I am currently preparing an advocacy training for a group of CSO grantees of the EU’s Peacebuilding Initiative in Israel and the Occupied Palestinian Territories. The CSOs are diverse in their organisational type, size, and field of expertise and include think tanks; research institutes; development NGOs, both international and local; youth organisations; as well as specialist peacebuilders. Common to all the training participants is the ambition to make the step change from locally focused action (whether service delivery, research, mediation, or even local-level advocacy), whose potential for stimulating change is limited to a particular location or target community, to policy influencing activity at the national level, which might feasibly lead to wider positive impact and sustainable change in the lives of the greater majority of people of the region.
Central to successful advocacy is the targeting of key decision makers and those possessing power over social and political resources, by arguing the case for change and bringing peaceful pressure to bear in concert with allies and supporters. It goes without saying that understanding how power is exercised and knowing what kind of strategy power holders are most likely to respond to is essential for success.
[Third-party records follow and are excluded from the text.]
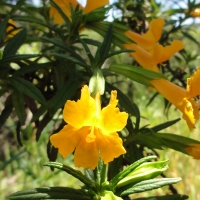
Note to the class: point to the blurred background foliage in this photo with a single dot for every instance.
(44, 64)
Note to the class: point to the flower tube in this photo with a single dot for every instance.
(91, 131)
(187, 101)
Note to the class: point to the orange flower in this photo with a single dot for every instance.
(65, 6)
(187, 101)
(193, 150)
(90, 131)
(148, 53)
(195, 12)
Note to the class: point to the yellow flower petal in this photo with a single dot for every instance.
(66, 140)
(162, 54)
(93, 4)
(86, 155)
(91, 131)
(82, 112)
(112, 119)
(188, 114)
(193, 85)
(193, 150)
(110, 146)
(177, 96)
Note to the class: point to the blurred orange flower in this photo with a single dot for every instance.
(148, 53)
(187, 101)
(195, 12)
(65, 6)
(91, 131)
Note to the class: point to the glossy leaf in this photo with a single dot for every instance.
(151, 184)
(27, 88)
(3, 26)
(128, 170)
(75, 173)
(50, 193)
(14, 43)
(124, 101)
(64, 93)
(18, 103)
(166, 197)
(13, 58)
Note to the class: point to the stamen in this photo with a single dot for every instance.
(197, 100)
(91, 137)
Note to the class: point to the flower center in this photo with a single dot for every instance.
(197, 100)
(91, 136)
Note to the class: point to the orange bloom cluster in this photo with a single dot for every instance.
(186, 100)
(148, 52)
(91, 131)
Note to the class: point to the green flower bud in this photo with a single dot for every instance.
(97, 83)
(110, 196)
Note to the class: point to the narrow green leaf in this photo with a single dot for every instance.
(41, 110)
(63, 94)
(118, 52)
(13, 58)
(145, 171)
(70, 58)
(58, 43)
(105, 47)
(149, 139)
(128, 170)
(31, 68)
(3, 26)
(15, 157)
(50, 193)
(64, 16)
(137, 74)
(27, 88)
(164, 125)
(124, 101)
(14, 43)
(166, 197)
(151, 184)
(5, 113)
(18, 103)
(75, 173)
(32, 20)
(87, 50)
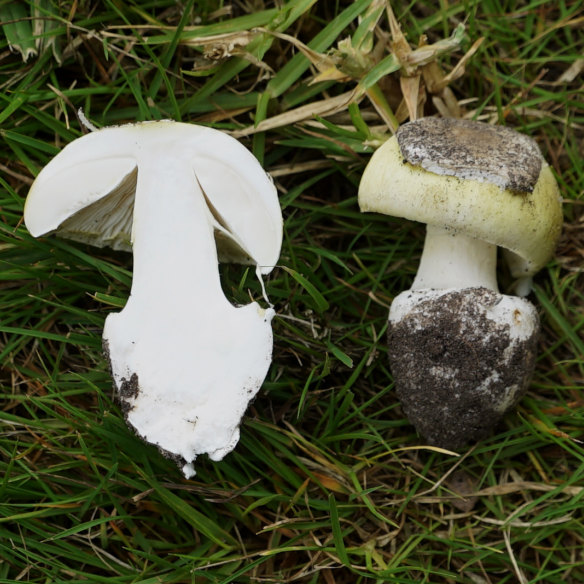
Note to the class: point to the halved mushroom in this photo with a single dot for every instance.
(185, 361)
(461, 353)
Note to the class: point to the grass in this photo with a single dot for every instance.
(329, 482)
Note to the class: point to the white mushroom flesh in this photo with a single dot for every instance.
(185, 361)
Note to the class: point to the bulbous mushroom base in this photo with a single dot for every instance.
(461, 359)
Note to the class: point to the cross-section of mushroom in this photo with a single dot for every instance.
(185, 361)
(461, 353)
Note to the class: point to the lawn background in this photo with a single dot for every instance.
(329, 482)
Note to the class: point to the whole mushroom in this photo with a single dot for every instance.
(185, 361)
(461, 353)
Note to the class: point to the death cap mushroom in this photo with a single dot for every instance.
(461, 353)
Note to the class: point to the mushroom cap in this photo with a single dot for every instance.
(86, 193)
(488, 182)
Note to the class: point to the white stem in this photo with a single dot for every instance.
(175, 258)
(453, 260)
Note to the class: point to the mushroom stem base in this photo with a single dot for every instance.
(460, 359)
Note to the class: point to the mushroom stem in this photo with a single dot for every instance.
(183, 373)
(175, 267)
(453, 260)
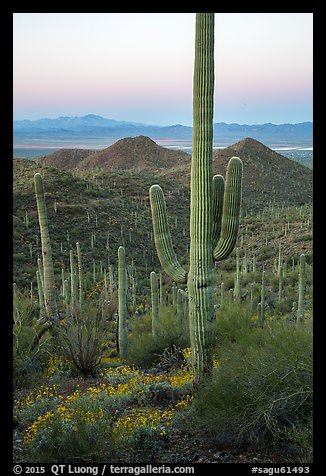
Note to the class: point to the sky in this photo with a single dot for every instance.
(139, 66)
Very often power is conceived as one of ‘power over’, ‘power to’, ‘power with,’ and ‘power within.’ While these concepts are undoubtedly helpful for identifying those whom one needs to influence – that is those who have power over people and resources -, as well as defining likely partners in an advocacy coalition or network – that is those whom one has power with -, they are insufficient for developing the in-depth understanding of power necessary to design a policy influencing strategy with potential for results..
A tool that I always use when facilitating the design of advocacy strategy or delivering trainings in policy influencing is Gaventa’s Power Cube (so called after John Gaventa from the Institute of Development Studies, who developed the concept in the early 2000s).
The cube provides a neat and easily understandable guide to analysis of the different facets of power and its exercise in any given situation. As I have been preparing the current training I have been in search of further resources on, and examples of power analysis and stumbled upon (having once forgotten about it) the following: a site dedicated to the power cube and everything concerning power analysis that was developed and established in 2009 by Power, Participation and Social Change (PPSC) group at the Institute of Development Studies. Having rediscovered this varied, fascinating, and extensive resource, it will be one of my first ports of call when preparing any work involving policy influencing or necessitating power analysis.